Dengan demikian, kata Erasmus, jelas diskursus tentang kebijakan rapid test adalah kepentingan publik yang seharusnya pendapat dan ekspresi atas hal ini dilindungi. Dakwaan terhadap Jerinx tidak perlu. Terlalu Jauh untuk menyatakan Organisasi Profesi sebagai “antargolongan” yang dilindungi oleh Pasal 28 ayat (2) UU ITE. Menyamakan profesi dengan suku, agama dan Ras jelas merendahkan standar yang ingin dituju oleh pasal 28 ayat (2) UU ITE dan Pasal 156 KUHP.

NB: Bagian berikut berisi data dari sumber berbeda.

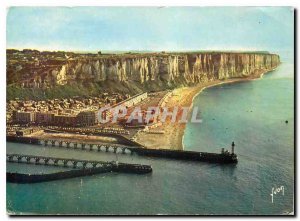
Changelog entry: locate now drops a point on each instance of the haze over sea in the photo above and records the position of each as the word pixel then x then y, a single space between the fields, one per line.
pixel 251 113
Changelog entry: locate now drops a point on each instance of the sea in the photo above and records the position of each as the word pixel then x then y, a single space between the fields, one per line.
pixel 257 115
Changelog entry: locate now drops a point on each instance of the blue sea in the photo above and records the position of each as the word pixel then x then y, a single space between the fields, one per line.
pixel 252 114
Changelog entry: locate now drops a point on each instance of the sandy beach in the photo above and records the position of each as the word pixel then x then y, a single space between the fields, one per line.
pixel 173 136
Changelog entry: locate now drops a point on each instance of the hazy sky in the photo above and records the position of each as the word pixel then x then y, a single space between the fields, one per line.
pixel 142 28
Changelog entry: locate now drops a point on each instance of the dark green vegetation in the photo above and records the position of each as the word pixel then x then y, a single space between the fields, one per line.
pixel 83 89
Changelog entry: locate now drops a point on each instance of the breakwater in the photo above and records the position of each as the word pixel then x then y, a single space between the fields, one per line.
pixel 81 168
pixel 223 157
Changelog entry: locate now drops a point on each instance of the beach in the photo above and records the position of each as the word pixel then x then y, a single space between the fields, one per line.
pixel 182 97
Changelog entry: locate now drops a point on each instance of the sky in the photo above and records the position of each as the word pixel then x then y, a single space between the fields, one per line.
pixel 151 28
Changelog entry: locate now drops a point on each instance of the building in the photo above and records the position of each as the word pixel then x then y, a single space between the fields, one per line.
pixel 44 118
pixel 129 102
pixel 86 118
pixel 24 117
pixel 65 120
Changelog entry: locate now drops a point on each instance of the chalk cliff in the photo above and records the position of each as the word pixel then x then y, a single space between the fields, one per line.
pixel 155 71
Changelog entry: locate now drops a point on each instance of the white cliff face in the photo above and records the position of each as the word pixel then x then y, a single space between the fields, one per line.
pixel 173 69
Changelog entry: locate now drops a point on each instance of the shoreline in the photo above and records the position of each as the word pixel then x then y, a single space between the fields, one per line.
pixel 174 132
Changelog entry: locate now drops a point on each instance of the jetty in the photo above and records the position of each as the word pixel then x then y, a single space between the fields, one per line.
pixel 222 157
pixel 80 168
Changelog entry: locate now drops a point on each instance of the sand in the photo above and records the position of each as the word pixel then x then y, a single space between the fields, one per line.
pixel 173 136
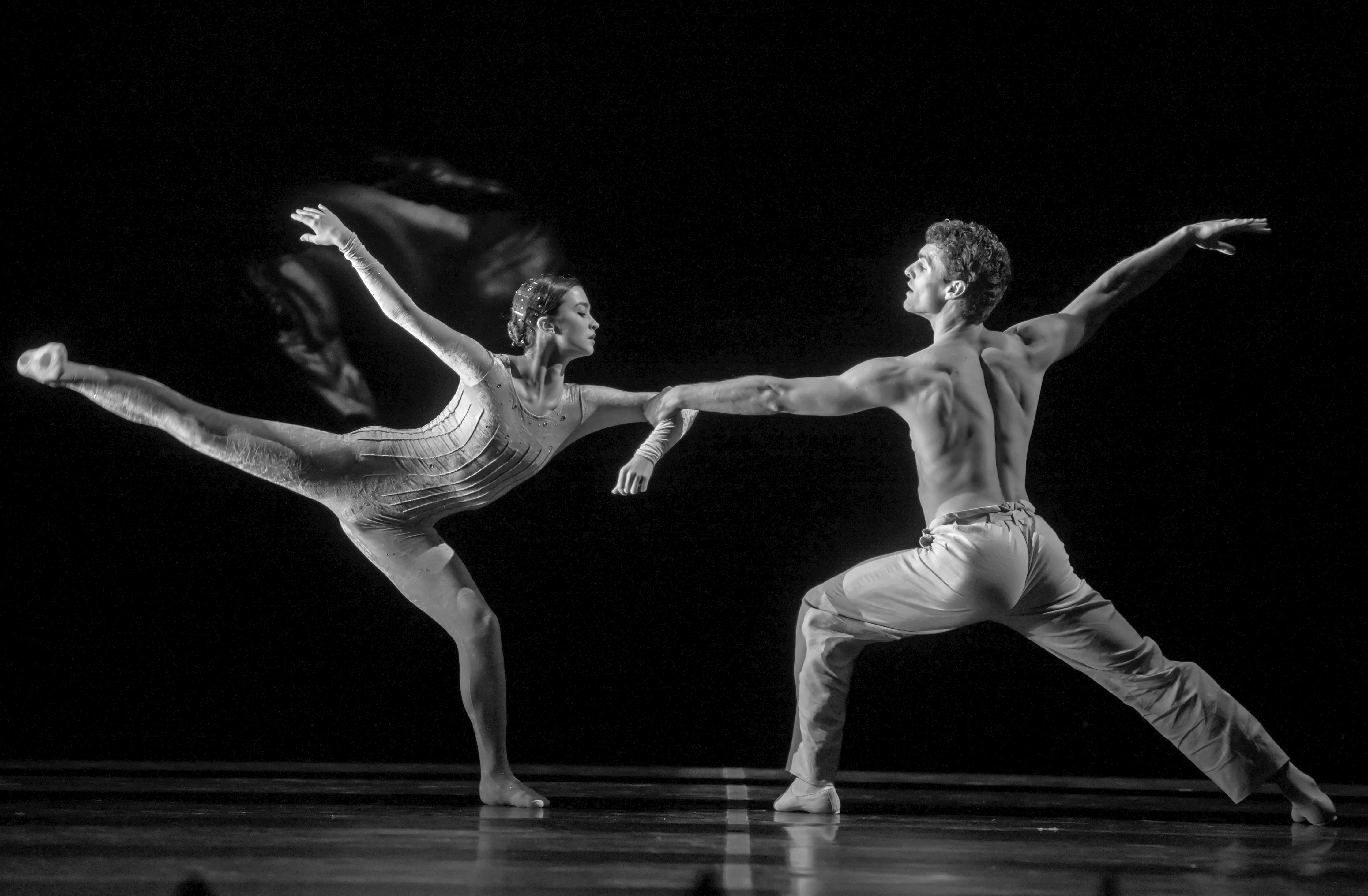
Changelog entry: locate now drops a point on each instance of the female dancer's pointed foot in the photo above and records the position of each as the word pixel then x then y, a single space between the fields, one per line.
pixel 1310 804
pixel 802 797
pixel 505 790
pixel 46 364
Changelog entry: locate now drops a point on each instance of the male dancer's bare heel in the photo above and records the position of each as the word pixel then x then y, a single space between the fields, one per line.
pixel 46 364
pixel 1310 804
pixel 502 789
pixel 802 797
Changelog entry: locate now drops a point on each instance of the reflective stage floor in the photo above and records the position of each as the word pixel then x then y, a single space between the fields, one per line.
pixel 351 830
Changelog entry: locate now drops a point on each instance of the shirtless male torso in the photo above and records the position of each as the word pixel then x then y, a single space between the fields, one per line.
pixel 969 401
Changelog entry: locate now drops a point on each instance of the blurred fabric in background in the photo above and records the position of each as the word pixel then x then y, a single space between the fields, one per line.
pixel 451 240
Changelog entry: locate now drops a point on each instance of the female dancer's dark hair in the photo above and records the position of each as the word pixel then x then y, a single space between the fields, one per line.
pixel 388 487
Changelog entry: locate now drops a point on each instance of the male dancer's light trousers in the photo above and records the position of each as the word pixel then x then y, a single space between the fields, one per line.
pixel 1005 564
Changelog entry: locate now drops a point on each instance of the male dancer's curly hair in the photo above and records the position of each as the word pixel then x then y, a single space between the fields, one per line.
pixel 539 297
pixel 975 255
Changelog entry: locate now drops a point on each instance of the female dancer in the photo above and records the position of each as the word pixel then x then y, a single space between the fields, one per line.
pixel 388 487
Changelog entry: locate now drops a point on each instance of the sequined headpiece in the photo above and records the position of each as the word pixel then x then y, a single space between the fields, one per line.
pixel 533 300
pixel 528 304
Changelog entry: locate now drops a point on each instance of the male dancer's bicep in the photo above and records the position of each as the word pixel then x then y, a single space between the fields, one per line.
pixel 1051 337
pixel 869 385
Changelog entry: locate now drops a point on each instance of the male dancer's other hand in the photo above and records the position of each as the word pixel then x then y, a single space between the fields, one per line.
pixel 328 228
pixel 634 476
pixel 661 407
pixel 1208 233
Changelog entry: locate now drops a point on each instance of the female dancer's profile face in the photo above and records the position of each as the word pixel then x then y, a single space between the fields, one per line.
pixel 577 325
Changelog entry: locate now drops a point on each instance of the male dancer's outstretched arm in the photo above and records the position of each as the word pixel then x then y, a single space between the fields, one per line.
pixel 1054 337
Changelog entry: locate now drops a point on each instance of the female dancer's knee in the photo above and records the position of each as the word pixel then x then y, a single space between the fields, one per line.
pixel 472 622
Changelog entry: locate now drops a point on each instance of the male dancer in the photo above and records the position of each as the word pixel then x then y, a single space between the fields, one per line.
pixel 971 401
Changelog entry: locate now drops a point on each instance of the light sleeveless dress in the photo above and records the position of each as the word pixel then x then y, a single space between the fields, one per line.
pixel 481 446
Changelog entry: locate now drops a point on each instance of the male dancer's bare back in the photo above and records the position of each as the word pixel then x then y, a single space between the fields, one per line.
pixel 971 401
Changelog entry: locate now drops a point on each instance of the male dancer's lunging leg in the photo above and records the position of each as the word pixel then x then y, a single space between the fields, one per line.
pixel 971 401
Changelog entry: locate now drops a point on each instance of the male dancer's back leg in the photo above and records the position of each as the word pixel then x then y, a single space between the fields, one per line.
pixel 1063 615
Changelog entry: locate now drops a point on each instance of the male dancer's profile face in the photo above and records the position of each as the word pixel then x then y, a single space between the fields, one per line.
pixel 927 282
pixel 577 325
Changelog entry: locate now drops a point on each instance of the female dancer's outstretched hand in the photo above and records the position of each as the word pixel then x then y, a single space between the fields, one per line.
pixel 1210 233
pixel 328 228
pixel 634 476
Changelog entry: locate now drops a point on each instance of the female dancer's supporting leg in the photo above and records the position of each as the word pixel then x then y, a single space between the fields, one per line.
pixel 427 572
pixel 323 466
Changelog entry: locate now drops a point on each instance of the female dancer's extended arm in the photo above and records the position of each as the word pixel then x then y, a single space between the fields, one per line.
pixel 460 352
pixel 607 407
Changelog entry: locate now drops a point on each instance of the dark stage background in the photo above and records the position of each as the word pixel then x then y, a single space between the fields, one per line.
pixel 739 199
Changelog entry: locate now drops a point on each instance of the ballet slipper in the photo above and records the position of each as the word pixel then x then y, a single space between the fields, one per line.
pixel 46 364
pixel 821 802
pixel 1310 805
pixel 505 790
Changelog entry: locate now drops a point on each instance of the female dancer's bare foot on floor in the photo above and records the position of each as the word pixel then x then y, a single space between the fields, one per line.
pixel 802 797
pixel 46 364
pixel 505 790
pixel 1310 804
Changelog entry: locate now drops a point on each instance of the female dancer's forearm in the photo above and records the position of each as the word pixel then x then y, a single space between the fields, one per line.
pixel 750 396
pixel 665 434
pixel 384 289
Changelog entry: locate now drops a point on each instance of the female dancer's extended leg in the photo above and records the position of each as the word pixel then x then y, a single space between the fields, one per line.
pixel 325 467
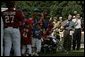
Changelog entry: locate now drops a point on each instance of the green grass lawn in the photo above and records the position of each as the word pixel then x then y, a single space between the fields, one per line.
pixel 70 53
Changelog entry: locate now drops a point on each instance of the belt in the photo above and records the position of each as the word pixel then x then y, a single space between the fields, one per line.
pixel 10 26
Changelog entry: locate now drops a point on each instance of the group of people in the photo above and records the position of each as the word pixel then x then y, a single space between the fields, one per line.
pixel 24 35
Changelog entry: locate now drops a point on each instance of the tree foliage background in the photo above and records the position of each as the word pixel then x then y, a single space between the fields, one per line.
pixel 54 8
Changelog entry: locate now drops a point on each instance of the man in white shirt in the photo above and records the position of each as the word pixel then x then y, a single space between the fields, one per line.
pixel 77 32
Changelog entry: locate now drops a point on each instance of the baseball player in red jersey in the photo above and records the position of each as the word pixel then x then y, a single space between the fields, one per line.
pixel 12 19
pixel 48 30
pixel 26 34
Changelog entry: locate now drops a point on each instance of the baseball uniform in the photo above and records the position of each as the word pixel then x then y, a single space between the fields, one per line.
pixel 12 19
pixel 1 37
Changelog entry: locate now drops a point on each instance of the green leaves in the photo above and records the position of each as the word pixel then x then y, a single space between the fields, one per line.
pixel 54 8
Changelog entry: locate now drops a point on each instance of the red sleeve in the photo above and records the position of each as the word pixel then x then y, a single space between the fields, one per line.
pixel 20 18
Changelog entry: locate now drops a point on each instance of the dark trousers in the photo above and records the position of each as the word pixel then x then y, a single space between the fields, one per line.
pixel 77 39
pixel 67 40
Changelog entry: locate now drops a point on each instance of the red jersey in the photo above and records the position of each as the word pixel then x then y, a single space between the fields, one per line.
pixel 26 34
pixel 12 18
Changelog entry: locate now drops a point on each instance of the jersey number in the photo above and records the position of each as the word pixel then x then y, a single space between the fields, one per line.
pixel 9 19
pixel 25 34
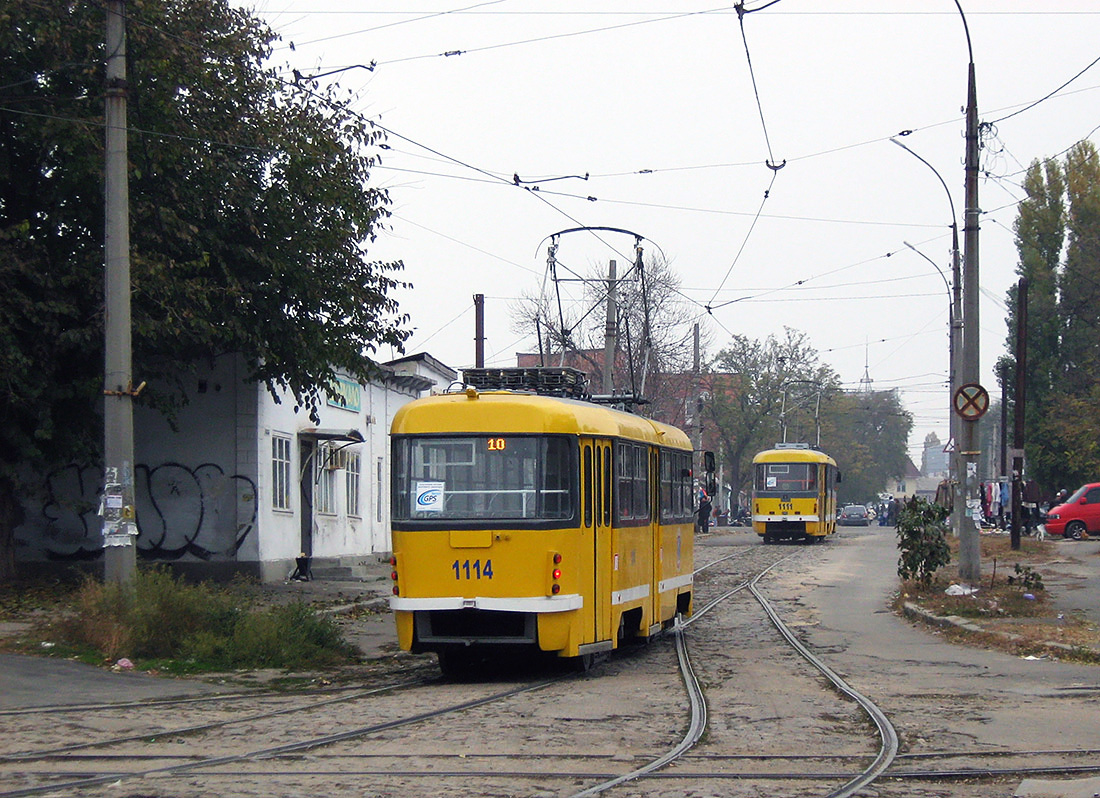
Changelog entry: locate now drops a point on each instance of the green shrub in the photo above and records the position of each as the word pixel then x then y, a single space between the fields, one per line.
pixel 922 537
pixel 1026 578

Baca Juga: ICJR: Perjuangan Akhiri Pidana Mati di Indonesia Masih Panjang

Terlebih lagi, yang dikritik oleh terdakwa adalah IDI sebuah lembaga berbadan hukum yang tidak secara serta merta sama dengan golongan dokter pada umumnya.

"Hakim harus berhati-hati melihat bahwa Penuntut Umum tidak mampu membuktikan bahwa terdakwa Jerinx sengaja menyerang dokter secara umum, jelas dalam persidangan, yang dituju oleh terdakwa Jerinx adalah kebijakan yang diambil terkait kewajiban rapid test," terangnya.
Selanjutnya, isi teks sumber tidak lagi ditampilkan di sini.